Le débat autour du financement de l’assurance-chômage revient au premier plan. Après plusieurs mois de tensions, l’exécutif change de direction. Le gouvernement renonce à son ancienne feuille de route, mais souhaite ouvrir un nouveau cycle de discussions pour revoir l’usage des ruptures conventionnelles.
Cet article explique la stratégie annoncée, les attentes fixées aux partenaires sociaux et les réactions suscitées par ce changement de cap.
Samedi 29 novembre 2025, le ministre du Travail, Jean-Pierre Farandou, a annoncé qu’il retirait la ligne budgétaire qui fixait un objectif de plusieurs milliards d’euros d’économies entre 2026 et 2029. Cette décision marque une rupture nette avec le plan conçu sous le précédent gouvernement, qui avait fixé un calendrier serré et demandé une réforme profonde de l’assurance-chômage.
En contrepartie, le ministre demande aux syndicats et aux organisations patronales d’entrer rapidement en discussion sur deux thèmes : les contrats de courte durée et les ruptures conventionnelles. Il veut que ces échanges commencent sans délai et qu’un calendrier clair soit établi pour parvenir à un accord avant la fin janvier 2026.

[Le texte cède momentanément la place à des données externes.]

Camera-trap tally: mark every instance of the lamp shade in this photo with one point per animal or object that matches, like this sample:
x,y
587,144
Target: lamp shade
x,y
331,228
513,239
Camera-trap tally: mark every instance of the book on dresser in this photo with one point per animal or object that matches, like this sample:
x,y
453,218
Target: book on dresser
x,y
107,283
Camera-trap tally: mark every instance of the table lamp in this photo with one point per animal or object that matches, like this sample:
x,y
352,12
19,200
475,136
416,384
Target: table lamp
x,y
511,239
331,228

Jean-Pierre Farandou associe à cette démarche un objectif précis : alléger de 400 millions d’euros par an la charge liée aux ruptures conventionnelles. Le ministère voit dans ce dispositif une source importante de dépenses et estime que son encadrement peut réduire le poids financier supporté par l’assurance-chômage.
Dans sa lettre, le ministre indique que l’État retirera officiellement l’ancien cadrage dès que les partenaires sociaux lanceront la négociation et poseront une date pour leur accord final. Il veut qu’un texte soit présenté avant février.

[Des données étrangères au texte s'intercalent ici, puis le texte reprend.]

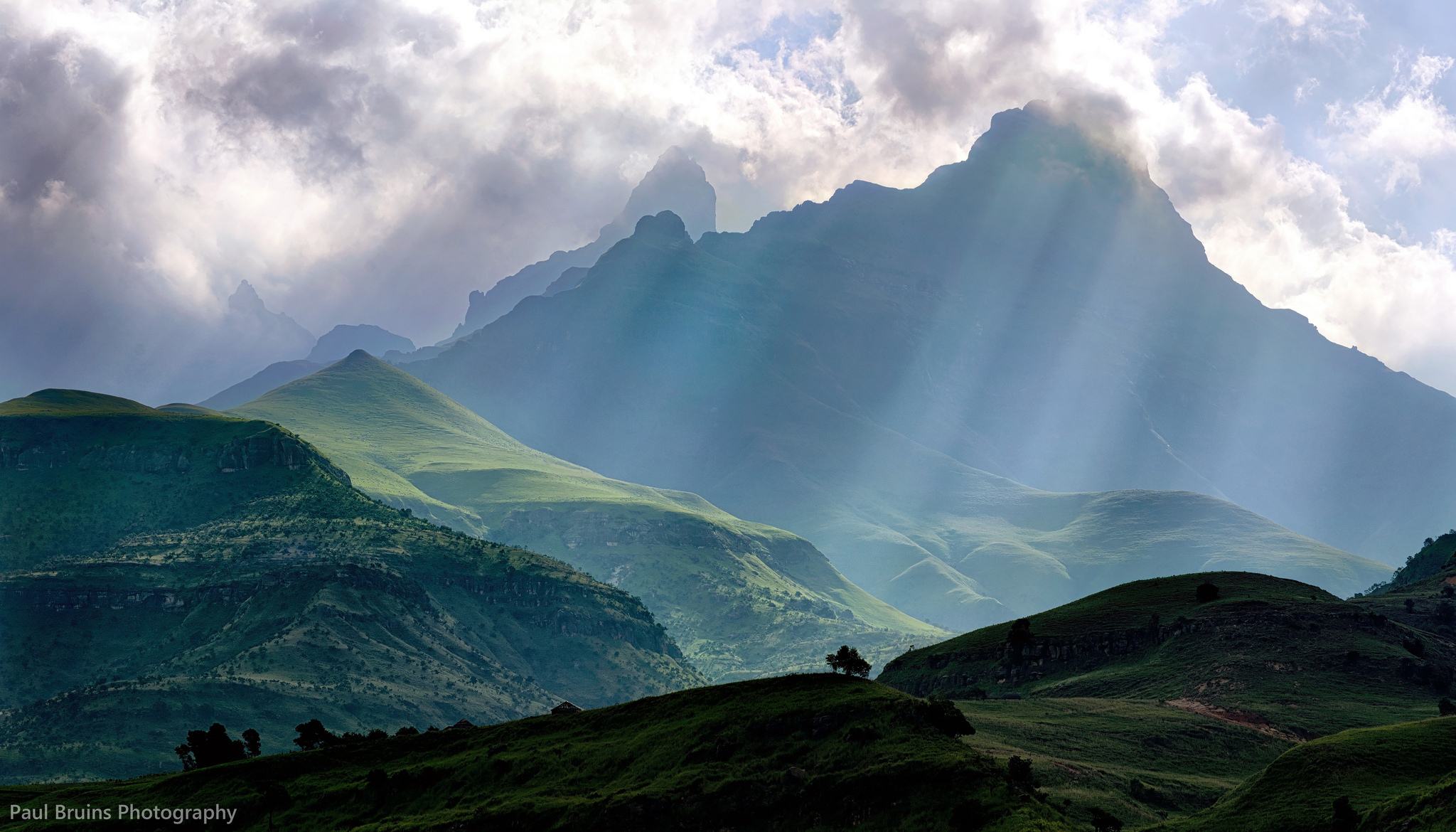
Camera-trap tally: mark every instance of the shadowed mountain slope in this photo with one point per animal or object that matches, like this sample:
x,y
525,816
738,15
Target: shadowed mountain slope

Le gouvernement souligne que l’état des comptes publics rend cette démarche indispensable. Selon Jean-Pierre Farandou, si les discussions n’avancent pas assez vite ou si aucun compromis n’émerge dans les délais, l’exécutif reprendra la main et fixera lui-même les nouvelles règles.
La précédente lettre de cadrage, diffusée en août 2025, demandait de réduire fortement les dépenses en quelques années. Elle exigeait des économies évaluées entre deux et deux milliards et demi par an et fixait une date limite au 15 novembre. Malgré cette injonction, aucun échange n’a été lancé et les partenaires sociaux n’avaient pas commencé à travailler sur une nouvelle convention.
Face à cette impasse, plusieurs organisations syndicales ainsi que deux organisations patronales, la CPME et l’U2P, ont demandé le retrait du texte. Elles ont proposé d’ouvrir des discussions sur les ruptures conventionnelles et les contrats courts. Le ministre a donc accepté leur demande, tout en conditionnant ce retrait à l’ouverture immédiate de la négociation.
Pour la CGT, cette annonce représente une avancée importante dans le rapport de force engagé depuis plusieurs mois. Le syndicat y voit un signe d’écoute de l’exécutif et un changement stratégique favorable au dialogue.
Le Medef, en revanche, accueille cette décision avec irritation. Son président, Patrick Martin, affirme que l’État renonce à une réforme de fond à un moment où l’Unédic fait face à des comptes fragiles. Il regrette que les négociations portent sur un sujet jugé trop limité pour modifier réellement l’équilibre du système ou favoriser un retour rapide à l’emploi.
Ce dispositif, créé en 2008, permet à un salarié et à son employeur de mettre fin à un CDI d’un accord commun. Le salarié reçoit une indemnité fixée avec l’entreprise et peut ensuite bénéficier des allocations chômage. Cette possibilité explique son succès croissant.
Selon l’Unédic, plus de 515 000 ruptures conventionnelles individuelles ont été signées en 2024. Cette même année, les allocations versées à ces salariés ont dépassé 9 milliards d’euros, soit plus d’un quart des dépenses totales de l’assurance-chômage. C’est ce volume qui pousse aujourd’hui le ministère à demander une régulation plus stricte.